Я молчу. Вспоминаю давние, полузабытые рассказы дедушки Никанора о Шубине — шахтном домовом. Он рогатый, на четырех ногах. В лохматой шкуре. Глаза горят. Где появляется Шубин, там непременно быть завалу, выпалу, крови, смерти. Забой, оскверненный Шубиным, закрещенный забой: ни один шахтер не пойдет туда работать ни по своей, ни по чужой воле.
— А здесь есть Шубин ? — спрашиваю я у Васьки и со страхом вглядываюсь в темные, холодные и сырые углы рудничного двора.
— Как же! На каждой шахте есть свой Шубин. До поры до времени он отлеживается в старой выработке, лапу сосет и ждет, пока какой-нибудь дурак выведет его из терпения.
— Из какого терпения ?
— Не знаешь?.. Значит, тебе дед Никанор ничего не рассказывает?
Мне не хочется давать дедушку в обиду, и я говорю:
— Не успел он рассказать про это... Про все рассказал, а про терпение не успел. Рассказал бы, Вась.
Васька не ломается, не заставляет себя долго просить.

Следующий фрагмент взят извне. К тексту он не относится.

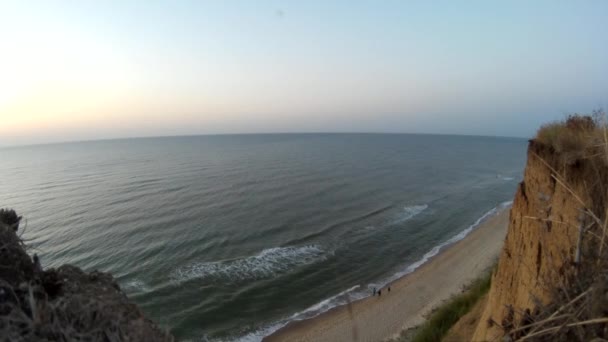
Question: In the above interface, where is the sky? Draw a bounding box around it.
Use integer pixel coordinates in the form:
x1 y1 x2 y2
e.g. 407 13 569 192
1 1 607 146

— Мой папашка видел Шубина и говорил с ним...
— Видел и говорил?!
— Было это зимой, на рождестве... Папашка сидит в забое, сосет из мерзавчика водку, заедает цибулей... Выдул весь шкалик до дна, взялся за обушок, замахнулся, а ударить в пласт не успел... слышит за спиной голос: «Стой, Коваль!..» Оборачивается и видит рогатую морду, шкуру седую, глаза огненные... Папашка выронил из рук обушок, обмер. А шкура рогатая человеческим языком долдонит: «Я Шубин, шахтерский бог. Слыхал?» Папашка лопочет: «Слыхал, слыхал!.. Чего изволите, господин шахтерский бог?!» Бог подумал-подумал и сказал: «Бери обушок и уходи отсюдова. Уходи и помни: еще раз выпьешь в шахте зелья проклятого, удушу тебя, вонючего, в завале. Удушу и детей твоих, не пожалею. На-гора пей хоть в три горла, а тут, в моем царстве-государстве — ни-ни, ни единой капли не смей...» С тех пор папашка всегда в шахту спускается тверезый... Понял теперь, что такое терпение Шубина?